I know I have. And, as a result, Gardner’s questions, and the subsequent responses have brought a flood of thoughts to my mind. I’ll try to share them in a clear and organized fashion.
If the piece in question has already been performed on another occasion – and especially if it has already been performed well on another occasion – I don’t think there’s much harm done by a bad performance. Yes, it’s true that many concert-goers (including more than a few professional critics) will probably leap to the conclusion that they’ve just heard a bad piece, rather than a bad performance of a good piece. But at least the composer will know otherwise. He or she should force a smile and take a bow, in the disappointing yet oddly comforting knowledge that the performers aren’t up to scratch.
However, I find that a bad performance that’s also a world premiere can seriously mess with a composer’s head. (I speak from personal experience.) This is when evil self-doubts invade the mind.
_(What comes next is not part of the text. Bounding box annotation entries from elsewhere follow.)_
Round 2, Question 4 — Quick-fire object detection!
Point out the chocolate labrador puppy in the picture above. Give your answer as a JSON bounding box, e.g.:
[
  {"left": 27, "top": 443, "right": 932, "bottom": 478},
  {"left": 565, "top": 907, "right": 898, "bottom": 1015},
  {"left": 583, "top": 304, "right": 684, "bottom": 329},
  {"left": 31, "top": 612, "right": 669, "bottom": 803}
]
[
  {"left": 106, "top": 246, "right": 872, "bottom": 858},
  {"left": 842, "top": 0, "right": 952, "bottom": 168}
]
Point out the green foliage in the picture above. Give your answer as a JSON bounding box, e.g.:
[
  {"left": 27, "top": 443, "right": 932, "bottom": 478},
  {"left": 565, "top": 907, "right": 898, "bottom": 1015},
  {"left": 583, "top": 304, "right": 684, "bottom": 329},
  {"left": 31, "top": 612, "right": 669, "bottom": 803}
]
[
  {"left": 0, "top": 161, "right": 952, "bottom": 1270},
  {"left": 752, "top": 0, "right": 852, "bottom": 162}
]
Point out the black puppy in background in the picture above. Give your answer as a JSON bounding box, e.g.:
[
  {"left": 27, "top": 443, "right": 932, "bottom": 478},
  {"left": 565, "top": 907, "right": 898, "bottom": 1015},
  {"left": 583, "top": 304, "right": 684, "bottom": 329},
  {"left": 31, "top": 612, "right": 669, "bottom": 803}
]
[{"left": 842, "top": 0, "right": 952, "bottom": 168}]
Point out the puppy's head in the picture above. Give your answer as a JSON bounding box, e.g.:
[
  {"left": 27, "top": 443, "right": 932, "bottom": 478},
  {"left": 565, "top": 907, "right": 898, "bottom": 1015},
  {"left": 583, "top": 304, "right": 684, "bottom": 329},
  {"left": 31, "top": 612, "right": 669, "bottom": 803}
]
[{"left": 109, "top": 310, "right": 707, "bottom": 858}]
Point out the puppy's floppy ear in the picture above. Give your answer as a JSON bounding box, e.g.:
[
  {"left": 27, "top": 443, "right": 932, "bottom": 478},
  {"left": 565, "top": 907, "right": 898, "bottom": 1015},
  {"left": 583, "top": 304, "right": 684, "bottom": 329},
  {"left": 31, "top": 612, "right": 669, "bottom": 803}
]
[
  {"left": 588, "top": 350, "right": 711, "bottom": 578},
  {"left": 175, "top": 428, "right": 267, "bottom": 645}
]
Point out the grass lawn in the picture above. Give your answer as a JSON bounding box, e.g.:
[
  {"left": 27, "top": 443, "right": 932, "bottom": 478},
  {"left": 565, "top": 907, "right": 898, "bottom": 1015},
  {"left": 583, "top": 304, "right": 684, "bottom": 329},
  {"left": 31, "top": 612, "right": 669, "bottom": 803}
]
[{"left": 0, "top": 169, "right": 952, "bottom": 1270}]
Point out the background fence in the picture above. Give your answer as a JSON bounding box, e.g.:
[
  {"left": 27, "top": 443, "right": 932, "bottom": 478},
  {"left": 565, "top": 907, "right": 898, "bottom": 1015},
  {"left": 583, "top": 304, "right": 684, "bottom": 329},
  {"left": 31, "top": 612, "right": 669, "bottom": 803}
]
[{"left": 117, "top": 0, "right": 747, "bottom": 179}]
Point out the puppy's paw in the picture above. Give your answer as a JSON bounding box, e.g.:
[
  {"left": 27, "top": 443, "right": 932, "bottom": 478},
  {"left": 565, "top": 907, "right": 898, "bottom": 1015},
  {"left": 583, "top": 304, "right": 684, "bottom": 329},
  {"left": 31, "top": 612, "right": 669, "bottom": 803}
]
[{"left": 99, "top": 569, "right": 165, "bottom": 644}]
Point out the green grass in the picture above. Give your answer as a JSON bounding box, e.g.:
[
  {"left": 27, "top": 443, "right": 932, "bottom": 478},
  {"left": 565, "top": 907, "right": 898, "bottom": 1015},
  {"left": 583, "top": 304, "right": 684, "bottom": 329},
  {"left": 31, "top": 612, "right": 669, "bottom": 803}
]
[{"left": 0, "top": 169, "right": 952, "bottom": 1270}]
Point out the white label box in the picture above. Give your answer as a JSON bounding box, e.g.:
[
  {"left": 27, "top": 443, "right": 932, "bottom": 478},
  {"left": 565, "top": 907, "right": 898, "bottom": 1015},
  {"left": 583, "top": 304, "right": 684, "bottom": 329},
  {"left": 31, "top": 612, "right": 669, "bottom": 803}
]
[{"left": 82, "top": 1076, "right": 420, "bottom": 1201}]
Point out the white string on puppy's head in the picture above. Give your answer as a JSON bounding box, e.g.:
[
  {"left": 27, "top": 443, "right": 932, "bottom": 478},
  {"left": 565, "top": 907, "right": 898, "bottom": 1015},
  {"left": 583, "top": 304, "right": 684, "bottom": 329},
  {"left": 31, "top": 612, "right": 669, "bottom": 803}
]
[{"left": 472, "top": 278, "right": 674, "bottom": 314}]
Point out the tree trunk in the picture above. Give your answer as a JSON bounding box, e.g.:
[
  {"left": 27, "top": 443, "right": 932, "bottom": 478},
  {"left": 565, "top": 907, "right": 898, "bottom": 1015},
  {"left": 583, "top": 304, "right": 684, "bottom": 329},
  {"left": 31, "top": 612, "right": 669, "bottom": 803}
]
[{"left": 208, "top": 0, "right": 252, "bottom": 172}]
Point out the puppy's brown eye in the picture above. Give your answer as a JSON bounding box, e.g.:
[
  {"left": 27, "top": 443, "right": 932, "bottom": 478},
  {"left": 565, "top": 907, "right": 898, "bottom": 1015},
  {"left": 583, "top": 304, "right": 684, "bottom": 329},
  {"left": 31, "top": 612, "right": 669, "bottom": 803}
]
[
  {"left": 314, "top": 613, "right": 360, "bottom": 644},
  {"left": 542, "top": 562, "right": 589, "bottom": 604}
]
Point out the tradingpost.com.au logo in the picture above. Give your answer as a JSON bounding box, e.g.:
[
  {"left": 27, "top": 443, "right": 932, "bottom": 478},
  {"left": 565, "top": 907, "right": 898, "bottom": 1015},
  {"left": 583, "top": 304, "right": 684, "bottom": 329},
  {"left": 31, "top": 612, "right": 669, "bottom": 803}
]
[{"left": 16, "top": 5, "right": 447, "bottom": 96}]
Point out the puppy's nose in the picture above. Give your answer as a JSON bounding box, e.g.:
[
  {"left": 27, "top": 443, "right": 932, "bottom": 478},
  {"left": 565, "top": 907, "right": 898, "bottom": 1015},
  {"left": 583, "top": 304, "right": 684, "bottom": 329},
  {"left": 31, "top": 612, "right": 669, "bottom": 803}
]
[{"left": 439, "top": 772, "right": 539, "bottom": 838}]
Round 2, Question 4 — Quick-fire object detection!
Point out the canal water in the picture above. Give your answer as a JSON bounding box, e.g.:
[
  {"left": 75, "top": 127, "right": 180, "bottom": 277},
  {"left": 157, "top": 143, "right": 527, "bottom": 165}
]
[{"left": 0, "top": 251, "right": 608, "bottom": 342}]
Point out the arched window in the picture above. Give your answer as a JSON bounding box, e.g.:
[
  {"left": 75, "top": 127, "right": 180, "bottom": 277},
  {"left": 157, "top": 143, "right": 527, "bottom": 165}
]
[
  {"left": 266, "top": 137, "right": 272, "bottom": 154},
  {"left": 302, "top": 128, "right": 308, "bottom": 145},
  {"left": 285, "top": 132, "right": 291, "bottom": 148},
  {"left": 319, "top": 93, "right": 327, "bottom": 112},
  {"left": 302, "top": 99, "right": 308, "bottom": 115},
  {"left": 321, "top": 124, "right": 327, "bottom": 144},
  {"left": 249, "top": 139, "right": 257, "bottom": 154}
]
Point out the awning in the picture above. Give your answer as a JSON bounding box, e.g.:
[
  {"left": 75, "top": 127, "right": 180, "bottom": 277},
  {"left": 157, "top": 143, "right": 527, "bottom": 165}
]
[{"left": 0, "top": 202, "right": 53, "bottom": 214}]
Is the piece poorly notated, or unclear in some way? Does it make unreasonable demands on the performers? Do the performers dislike the piece, and feel no enthusiasm for it? Or is it simply a bad piece that wouldn’t sound good even if done by the best performers in the world under ideal conditions?
I’m reminded of a choral composition I wrote some years ago. I knew it was difficult – but I didn’t realize just how difficult until a friend who conducts an amateur choir agreed to program it, as a favour to me. The resulting performance was a train-wreck, and this led to a state of embarrassed silence between me and my conductor-friend. But even worse, it made me doubt my abilities to write well for choral forces – and for many years I made no further attempts to do so.
Then, through a series of fortuitous events, the piece found its way into the hands of a fine professional choir. They sight-read it better than the first choir performed it. And when it was finally performed professionally for an audience, the results were superb. I felt deeply vindicated by the experience – and I learned a few things about composing, and about myself.
While it’s tempting – especially for “emerging” composers – to take advantage of every performance opportunity that presents itself, this may be one instance when it’s wiser to look gift horses in the mouth. Carefully assessing performers’ abilities, no matter how eager and well intentioned they may be, is only prudent.
As several respondents to Gardner’s blog have pointed out, a poor performance may be damaging to a composer’s professional stature and reputation. But I think the greater harm can be the damage that’s internalized by such an experience. That’s when things can get downright ugly.
By the way, the choir that finally gave an excellent performance of my challenging setting of Christina Rossetti’s poem In the Bleak Mid-Winter was the Houston Chamber Choir (in Houston, Texas), directed by Robert Simpson.